Together with Médecins Sans Frontières and the World Health Organisation, we hosting a two day conference on the global response to Ebola. By pulling together and sharing the collective knowledge, we're working hard to ensure that, as a team, we have a head start on any future epidemics
This presentation was by John McGhie
2. Lesson learnt from PPE procurement
Position during 2014 –
• Development of group consensus on appropriate levels of PPE to
respond to outbreak. WHO – World Heath Organisation, MSF –
Médecins Sans Frontières, MOD, NHS, PHE – Public Health England,
NGO’s.
• Refinement of level of protection and associated standard operating
practises.
• Approach to market midway through development to ascertain current
stock levels and manufacturing lead time.
• Secure forward commitment of stocks and manufacturing slots with
each supplier.
• Package and ship to Sierra Leone – Airbridge direct and via UK.
3. Lesson learnt from PPE procurement
Post Response –
• Development of global standard of PPE for each primary VHF agreed by
all main responders / agencies.
• Development of global standard of testing protocols for each type of
PPE equipment. Current testing protocols varies from lab to lab.
• Review previous outbreaks and agree global benchmarked level of
stock to be secured in centralised warehousing to respond to future
occurrences.
Achieved –
• Two CIPS procurement awards.
• Two Global supply chain awards.
• One Air freight award.
• One British Expertise award.
• Articles published in European / Africa Business Review, Supply
Management, UK National press.
4. Lesson learnt from PPE procurement
Benefits –
• All actors would have confidence in agreed levels of protection and
safety protocols in the use of the equipment appropriate to the type of
response.
• A routine laboratory testing regime to verify stockpile of PPE is fit for
purpose. Current life cycle is around 5 yrs. shelf life.

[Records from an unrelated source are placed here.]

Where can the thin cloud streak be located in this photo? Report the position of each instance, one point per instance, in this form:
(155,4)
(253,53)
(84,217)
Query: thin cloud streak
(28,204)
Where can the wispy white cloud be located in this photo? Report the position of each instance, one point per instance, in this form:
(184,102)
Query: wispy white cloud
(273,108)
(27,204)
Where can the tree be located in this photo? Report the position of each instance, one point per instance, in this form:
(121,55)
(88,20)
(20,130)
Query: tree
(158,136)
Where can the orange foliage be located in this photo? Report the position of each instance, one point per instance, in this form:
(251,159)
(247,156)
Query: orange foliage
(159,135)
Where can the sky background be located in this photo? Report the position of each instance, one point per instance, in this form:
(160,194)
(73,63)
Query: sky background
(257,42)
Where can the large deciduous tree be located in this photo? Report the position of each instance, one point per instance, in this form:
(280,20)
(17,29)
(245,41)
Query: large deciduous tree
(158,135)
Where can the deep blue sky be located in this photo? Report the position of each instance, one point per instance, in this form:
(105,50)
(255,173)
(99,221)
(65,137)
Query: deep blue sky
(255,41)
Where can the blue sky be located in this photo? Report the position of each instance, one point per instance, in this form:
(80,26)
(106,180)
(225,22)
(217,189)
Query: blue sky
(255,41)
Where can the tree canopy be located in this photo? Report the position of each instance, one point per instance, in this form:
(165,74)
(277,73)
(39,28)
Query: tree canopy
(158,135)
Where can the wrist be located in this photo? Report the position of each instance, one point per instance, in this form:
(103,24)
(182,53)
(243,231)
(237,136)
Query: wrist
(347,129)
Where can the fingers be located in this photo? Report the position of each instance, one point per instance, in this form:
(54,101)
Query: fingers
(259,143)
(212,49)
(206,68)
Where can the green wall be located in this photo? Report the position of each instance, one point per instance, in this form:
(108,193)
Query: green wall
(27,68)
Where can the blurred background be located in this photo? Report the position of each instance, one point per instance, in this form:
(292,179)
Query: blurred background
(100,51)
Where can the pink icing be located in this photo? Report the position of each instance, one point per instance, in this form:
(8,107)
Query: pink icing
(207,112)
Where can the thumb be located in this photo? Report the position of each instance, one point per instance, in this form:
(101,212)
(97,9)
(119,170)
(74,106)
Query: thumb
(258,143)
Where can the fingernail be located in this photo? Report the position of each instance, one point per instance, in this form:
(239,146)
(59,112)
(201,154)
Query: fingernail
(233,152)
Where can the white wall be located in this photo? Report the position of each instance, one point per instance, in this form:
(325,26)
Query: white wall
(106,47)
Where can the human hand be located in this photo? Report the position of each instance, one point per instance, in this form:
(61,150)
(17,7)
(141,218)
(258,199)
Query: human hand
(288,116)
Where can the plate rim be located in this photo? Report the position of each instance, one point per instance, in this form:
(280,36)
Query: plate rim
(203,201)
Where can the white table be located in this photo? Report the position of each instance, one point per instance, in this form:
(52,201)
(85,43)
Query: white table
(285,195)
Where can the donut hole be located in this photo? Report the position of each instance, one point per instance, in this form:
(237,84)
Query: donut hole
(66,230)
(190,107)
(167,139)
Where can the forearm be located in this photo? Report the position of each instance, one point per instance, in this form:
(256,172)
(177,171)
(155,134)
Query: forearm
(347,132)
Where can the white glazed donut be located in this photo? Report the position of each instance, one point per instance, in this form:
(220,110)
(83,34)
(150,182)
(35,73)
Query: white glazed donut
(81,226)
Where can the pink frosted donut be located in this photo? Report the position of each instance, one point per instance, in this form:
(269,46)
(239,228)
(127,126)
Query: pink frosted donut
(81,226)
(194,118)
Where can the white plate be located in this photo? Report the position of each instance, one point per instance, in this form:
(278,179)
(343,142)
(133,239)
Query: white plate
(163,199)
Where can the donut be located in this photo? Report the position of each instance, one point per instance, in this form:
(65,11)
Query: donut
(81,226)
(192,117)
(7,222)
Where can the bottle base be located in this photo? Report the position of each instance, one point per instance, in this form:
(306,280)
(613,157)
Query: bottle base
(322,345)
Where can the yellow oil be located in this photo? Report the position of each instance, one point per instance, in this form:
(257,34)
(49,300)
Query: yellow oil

• Secured forward commitment from manufactures not during a
response period would allow for a gradual build up of stores,
maintaining set Quality Control processes.
• Cost effective purchase, shipping and storage would offset the high
price of air freight of goods during emergency
• Reduced possibility of bottlenecks in supplier manufacturing pipelines.
5. Lesson learnt from PPE procurement
UK’s achievements –
• The UK led the international response to the Ebola crisis in Sierra Leone and has
committed £427 million to ending the epidemic, largest bilateral donor.
• The UK's objective is to support the Government of Sierra Leone to maintain a
'resilient zero'.
• Over 1,500 British military personnel deployed to construct six UK funded
treatment centres from scratch and trained over 4,000 Sierra Leonean and
international healthcare workers.
• Over 150 NHS volunteers who worked on the frontline to support over 1,500
treatment and isolation beds — more than half of all the beds available for
Ebola patients in the country.
• Over 100 Public Health England staff ran three new laboratories, greatly
speeding up the diagnosis of people with Ebola-like symptoms.
• The UK delivered 2,800 tonnes of aid for the response. More than one million
PPE suits and 200 vehicles, including ambulances.